They say that one of the most dangerous places to be in Washington, DC, is between Sen. Charles Schumer (D-NY) and a microphone. And what he’s said recently has found me actually agreeing this him—to a point:
Menendez, Lautenberg and Kirsten Gillibrand support eliminating some or all of the Bush tax cuts. Schumer said the $250,000 limit is unacceptable since it will hit the metropolitan area disproportionately because of the high cost of living here.
“$250,000 makes you really rich in Mississippi but it doesn’t make you rich at all in New York and there ought to be some kind of scale based on the cost of living on how much you pay,” Schumer said. [Democrat Want to Pick and Choose Which Millionaires Get a Tax Hike]
This is one of the points that I’ve been making quite a while off-line—that placing arbitrary numbers on people for taxes is unfair because what you really should be concerned about is buying power.

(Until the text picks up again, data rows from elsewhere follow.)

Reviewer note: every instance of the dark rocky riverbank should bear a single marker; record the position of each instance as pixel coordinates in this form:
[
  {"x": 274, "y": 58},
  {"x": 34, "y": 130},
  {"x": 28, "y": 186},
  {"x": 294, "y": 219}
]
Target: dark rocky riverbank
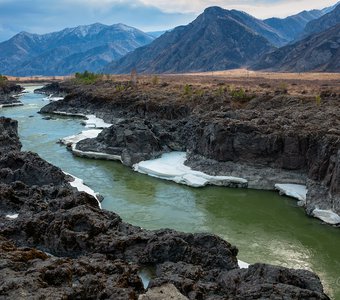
[
  {"x": 56, "y": 243},
  {"x": 266, "y": 135}
]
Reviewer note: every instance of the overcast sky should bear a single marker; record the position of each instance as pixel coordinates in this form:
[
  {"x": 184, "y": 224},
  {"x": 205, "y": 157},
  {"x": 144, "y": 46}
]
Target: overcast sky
[{"x": 42, "y": 16}]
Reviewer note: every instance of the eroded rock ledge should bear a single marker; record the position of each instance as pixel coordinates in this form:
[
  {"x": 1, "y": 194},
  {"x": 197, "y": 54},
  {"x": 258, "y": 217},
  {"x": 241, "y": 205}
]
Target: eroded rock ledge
[
  {"x": 8, "y": 94},
  {"x": 56, "y": 243},
  {"x": 266, "y": 137}
]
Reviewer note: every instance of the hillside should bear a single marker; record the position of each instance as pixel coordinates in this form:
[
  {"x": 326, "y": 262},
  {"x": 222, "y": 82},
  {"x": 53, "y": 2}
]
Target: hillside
[
  {"x": 218, "y": 39},
  {"x": 327, "y": 21},
  {"x": 318, "y": 52},
  {"x": 73, "y": 49}
]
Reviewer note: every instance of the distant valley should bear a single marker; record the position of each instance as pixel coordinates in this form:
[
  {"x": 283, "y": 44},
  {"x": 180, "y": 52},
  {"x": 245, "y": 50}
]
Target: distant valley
[{"x": 218, "y": 39}]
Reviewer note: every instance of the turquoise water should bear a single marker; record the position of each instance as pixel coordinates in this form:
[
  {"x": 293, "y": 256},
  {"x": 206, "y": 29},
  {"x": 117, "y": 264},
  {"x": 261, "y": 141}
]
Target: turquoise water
[{"x": 263, "y": 225}]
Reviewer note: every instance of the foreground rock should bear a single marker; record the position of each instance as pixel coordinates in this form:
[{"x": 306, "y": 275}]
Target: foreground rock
[
  {"x": 8, "y": 93},
  {"x": 56, "y": 241},
  {"x": 267, "y": 136}
]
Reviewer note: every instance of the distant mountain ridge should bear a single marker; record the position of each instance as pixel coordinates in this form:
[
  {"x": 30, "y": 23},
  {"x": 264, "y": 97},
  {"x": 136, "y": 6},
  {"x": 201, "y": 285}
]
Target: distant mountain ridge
[
  {"x": 91, "y": 46},
  {"x": 216, "y": 40},
  {"x": 325, "y": 22},
  {"x": 318, "y": 52}
]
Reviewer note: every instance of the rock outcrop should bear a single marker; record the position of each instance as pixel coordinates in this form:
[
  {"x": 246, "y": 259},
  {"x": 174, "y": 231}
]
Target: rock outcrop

My friend lives on the West Coast. When I told him what I paid for my first house, he told me that he would have to pay two to three times that amount to get the house that I could buy with much less. Of course, he’s also making more money. There’s no way he could commute.

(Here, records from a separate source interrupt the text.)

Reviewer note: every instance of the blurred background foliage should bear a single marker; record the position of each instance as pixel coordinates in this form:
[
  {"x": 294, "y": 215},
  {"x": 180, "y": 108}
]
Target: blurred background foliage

Should he be taxed at a higher rate?
I mean, President Obama is making a big deal about “The Buffet Rule” but even the AP called him out on that one:
The 10 percent of households with the highest incomes pay more than half of all federal taxes. They pay more than 70 percent of federal income taxes, according to the Congressional Budget Office.
How much is “your fair share”? By this accounting, I believe that the “class” that’s not paying their share is actually opposite what Pres. Obama states—it’s the poor and middle class less than $60,000 that aren’t paying anything! Hard to be “paying your fair share” when you pay nothing, isn’t it?